MOTIVI DELLA DECISIONE
Con sentenza del 26.9.2002, il Tribunale di Monza dichiarò G. N. colpevole dei delitti di riciclaggio continuato ed aggravato dal danno patrimoniale di particolare gravità relativamente a 13 autovetture (capo A), di falso ideologico in atto pubblico attraverso l’induzione in errore dei pubblici ufficiali redigenti le carte di circolazione e le targhe, nonchè l’iscrizione al P.R.A. delle predette autovetture (capo B) e di ricettazione dei moduli per carta di circolazione francesi, utilizzati redigere falsi documenti sulla scorta dei quali ottenere la reimmatricolazione in Italia delle menzionate autovetture (capo D), unificati dal vincolo della continuazione, e – concesse le attenuanti generiche prevalenti sulle aggravanti – lo condannò alla pena di anni 4 mesi 2 di reclusione e di Euro 2.700,00 di multa.
G. fu assolto dal delitto di falso per soppressione delle targhe e dei documenti di circolazione delle predette autovetture (capo C) e della contraffazione delle carte di circolazione francesi (capo E) per non aver commesso il fatto.
P.G. ed E.L.M. furono assolti dai reati di cui ai capi A, B e D perchè il fatto non costituisce reato, da quelli di cui ai C ed E per non aver commesso il fatto.
E. fu altresì assolto dal delitto di contraffazione di un sigillo notarile con trasmissione degli atti al P.M. per l’ipotesi di ricettazione del sigillo già contraffatto.
Avverso tale provvedimento proposero impugnazione il difensore dell’imputato G. ed il Procuratore delle Repubblica presso il Tribunale di Monza in relazione a tutte le imputazioni e gli imputati per i quali vi era stata assoluzione.

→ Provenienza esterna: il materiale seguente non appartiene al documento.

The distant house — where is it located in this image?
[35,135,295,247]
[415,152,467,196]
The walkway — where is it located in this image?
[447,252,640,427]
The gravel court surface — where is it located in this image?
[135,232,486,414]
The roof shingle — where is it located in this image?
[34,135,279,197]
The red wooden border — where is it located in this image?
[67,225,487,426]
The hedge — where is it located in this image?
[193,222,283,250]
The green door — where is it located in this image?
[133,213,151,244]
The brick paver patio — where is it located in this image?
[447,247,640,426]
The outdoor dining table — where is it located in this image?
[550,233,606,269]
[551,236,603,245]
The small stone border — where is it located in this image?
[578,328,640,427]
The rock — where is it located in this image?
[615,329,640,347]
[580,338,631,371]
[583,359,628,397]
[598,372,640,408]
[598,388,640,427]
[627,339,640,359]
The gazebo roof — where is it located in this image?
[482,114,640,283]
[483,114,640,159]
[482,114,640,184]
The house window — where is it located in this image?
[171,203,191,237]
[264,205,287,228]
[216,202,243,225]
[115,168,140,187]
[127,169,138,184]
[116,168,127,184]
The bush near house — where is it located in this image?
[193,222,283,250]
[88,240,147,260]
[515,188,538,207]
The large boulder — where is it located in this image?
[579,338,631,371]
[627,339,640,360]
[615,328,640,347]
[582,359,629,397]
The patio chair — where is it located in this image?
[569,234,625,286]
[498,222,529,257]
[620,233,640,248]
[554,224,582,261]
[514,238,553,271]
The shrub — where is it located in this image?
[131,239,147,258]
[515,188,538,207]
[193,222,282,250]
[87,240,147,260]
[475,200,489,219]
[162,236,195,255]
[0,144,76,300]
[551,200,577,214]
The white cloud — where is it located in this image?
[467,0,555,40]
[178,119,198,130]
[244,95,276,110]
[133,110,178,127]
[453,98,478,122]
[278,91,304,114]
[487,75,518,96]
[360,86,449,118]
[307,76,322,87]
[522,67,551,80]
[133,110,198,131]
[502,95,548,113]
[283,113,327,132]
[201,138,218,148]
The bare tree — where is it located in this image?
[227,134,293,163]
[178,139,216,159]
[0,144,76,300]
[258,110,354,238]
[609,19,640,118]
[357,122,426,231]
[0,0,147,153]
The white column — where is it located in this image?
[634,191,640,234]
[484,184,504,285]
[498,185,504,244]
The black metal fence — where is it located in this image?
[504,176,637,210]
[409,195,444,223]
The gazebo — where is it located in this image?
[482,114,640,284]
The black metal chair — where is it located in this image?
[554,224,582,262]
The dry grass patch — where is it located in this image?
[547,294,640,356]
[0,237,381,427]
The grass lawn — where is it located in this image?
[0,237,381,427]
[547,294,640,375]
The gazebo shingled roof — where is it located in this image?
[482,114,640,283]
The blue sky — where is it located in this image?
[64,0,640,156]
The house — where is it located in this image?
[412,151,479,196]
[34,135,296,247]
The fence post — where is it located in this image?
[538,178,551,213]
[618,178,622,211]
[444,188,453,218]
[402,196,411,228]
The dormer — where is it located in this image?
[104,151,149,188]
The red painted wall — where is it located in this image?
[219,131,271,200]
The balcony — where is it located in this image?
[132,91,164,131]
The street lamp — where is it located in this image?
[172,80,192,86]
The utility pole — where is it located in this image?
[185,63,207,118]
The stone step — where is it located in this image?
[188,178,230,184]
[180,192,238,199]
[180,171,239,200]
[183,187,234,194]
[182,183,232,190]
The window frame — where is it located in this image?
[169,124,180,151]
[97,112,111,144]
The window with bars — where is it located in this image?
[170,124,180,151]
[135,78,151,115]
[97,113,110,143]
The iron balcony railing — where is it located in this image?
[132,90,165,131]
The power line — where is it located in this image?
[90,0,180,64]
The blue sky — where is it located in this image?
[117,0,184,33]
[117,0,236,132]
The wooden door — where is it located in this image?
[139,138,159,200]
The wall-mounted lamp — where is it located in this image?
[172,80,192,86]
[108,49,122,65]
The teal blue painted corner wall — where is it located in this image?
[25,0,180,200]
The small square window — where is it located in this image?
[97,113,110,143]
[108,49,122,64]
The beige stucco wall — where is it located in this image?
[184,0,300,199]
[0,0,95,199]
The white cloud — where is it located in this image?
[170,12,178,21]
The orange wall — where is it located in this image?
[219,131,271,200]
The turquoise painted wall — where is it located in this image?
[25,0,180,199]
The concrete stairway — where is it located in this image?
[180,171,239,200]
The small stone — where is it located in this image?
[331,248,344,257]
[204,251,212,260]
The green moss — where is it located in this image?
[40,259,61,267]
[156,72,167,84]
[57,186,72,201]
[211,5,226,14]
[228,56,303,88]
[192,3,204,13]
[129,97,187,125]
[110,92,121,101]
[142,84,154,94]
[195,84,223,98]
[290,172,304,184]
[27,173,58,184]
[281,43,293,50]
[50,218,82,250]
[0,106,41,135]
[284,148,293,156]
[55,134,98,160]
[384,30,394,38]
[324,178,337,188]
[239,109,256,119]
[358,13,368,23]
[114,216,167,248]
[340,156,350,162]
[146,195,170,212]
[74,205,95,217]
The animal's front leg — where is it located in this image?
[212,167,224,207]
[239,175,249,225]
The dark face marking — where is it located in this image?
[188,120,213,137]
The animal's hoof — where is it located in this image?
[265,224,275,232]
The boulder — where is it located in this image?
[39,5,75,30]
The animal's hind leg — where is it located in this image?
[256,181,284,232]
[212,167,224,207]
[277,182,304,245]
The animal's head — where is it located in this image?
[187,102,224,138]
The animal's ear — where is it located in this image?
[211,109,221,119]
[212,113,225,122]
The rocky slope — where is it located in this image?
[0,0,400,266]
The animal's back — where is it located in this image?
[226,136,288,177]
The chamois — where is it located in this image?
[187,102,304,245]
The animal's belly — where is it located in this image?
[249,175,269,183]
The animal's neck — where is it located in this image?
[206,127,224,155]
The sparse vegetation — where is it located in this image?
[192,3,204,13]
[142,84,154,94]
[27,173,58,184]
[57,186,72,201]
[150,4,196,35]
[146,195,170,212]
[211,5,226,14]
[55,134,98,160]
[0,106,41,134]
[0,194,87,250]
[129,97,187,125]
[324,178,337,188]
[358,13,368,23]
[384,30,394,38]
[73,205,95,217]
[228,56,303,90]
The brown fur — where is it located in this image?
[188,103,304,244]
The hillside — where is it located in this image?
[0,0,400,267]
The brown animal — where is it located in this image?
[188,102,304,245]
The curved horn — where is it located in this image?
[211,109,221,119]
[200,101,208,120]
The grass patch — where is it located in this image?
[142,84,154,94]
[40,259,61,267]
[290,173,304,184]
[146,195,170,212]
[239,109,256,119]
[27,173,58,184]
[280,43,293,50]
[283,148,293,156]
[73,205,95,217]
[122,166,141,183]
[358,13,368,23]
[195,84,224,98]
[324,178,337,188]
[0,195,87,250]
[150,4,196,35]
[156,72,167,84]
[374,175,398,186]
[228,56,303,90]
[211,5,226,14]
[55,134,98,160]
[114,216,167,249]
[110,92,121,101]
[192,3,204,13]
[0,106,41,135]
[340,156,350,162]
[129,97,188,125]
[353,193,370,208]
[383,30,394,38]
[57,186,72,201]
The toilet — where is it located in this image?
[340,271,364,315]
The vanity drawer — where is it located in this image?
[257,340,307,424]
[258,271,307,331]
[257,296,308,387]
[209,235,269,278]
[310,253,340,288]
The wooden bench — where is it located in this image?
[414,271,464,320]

La Corte di appello di Milano, con sentenza del 22.4.2004, in accoglimento dell’appello del P.M. dichiarò gli imputati colpevoli di tutti i reati loro ascritti e condanno G. e P. alla pena di anni 4 mesi 4 di reclusione ed Euro 2.900,00 di multa, E. alla pena di anni 4 mesi 5 di reclusione ed Euro 3.000,00 di multa, tutti all’interdizione dai pubblici uffici per la durata di anni 5, confisca e distruzione di quanto in sequestro, revocando l’ordine di trasmissione degli atti al P.M..
Ricorrono per cassazione i difensori di tutti gli imputati e P. G. personalmente.
Il difensore di E.L.M. deduce:
1. violazione di legge e vizio di motivazione in relazione ai reati di cui ai capi C ed E di imputazione in quanto tutta la parte motiva della sentenza di appello esamina soltanto la posizione di P., senza trattare quella di E., ma anche se fosse stata presa in esame la posizione del ricorrente l’affermazione di colpevolezza sarebbe intervenuta in assenza di responsabilità personale e colpevole, di accertamento di un contributo eziologicamente rilevante (materiale o morale) nella realizzazione del reato, nonchè di sussistenza di effettiva e consapevole volontà criminosa; infatti la Corte territoriale avrebbe affermato che chi realizza l’attività di riciclaggio debba automaticamente rispondere dei reati correlati da altri eventualmente commessi, trascurando che la semplice conoscenza o l’adesione morale non integrano il concorso nel reato; inoltre la sentenza qui impugnata da per scontato che il furto delle Audi fosse avvenuto su commissione, nonostante il tempo trascorso fra il furto e la nuova immatricolazione smentisse tale ipotesi; mancherebbe altresì qualsiasi contributo eziologicamente rilevante di E. alla realizzazione del delitto di riciclaggio;
2. vizio di motivazione con riferimento ai reati di cui ai capi A, B e C di imputazione in quanto la sentenza tratta solo marginalmente la posizione di E. e non si sofferma su elementi che realmente provino che egli abbia avuto contezza di fornire un contributo eziologicamente rilevante ad una attività di riciclaggio, ma si limita a richiamare le sue dichiarazioni ed il ruolo subordinato a quello di P., affermandone la colpevolezza solo per responsabilità collettiva, per posizione o per sensazione soggettiva;
3. vizio di motivazione in relazione all’entità della pena inflitta, determinata utilizzando quale unico indice valutativo della personalità di E. il comportamento processuale definito pessimo.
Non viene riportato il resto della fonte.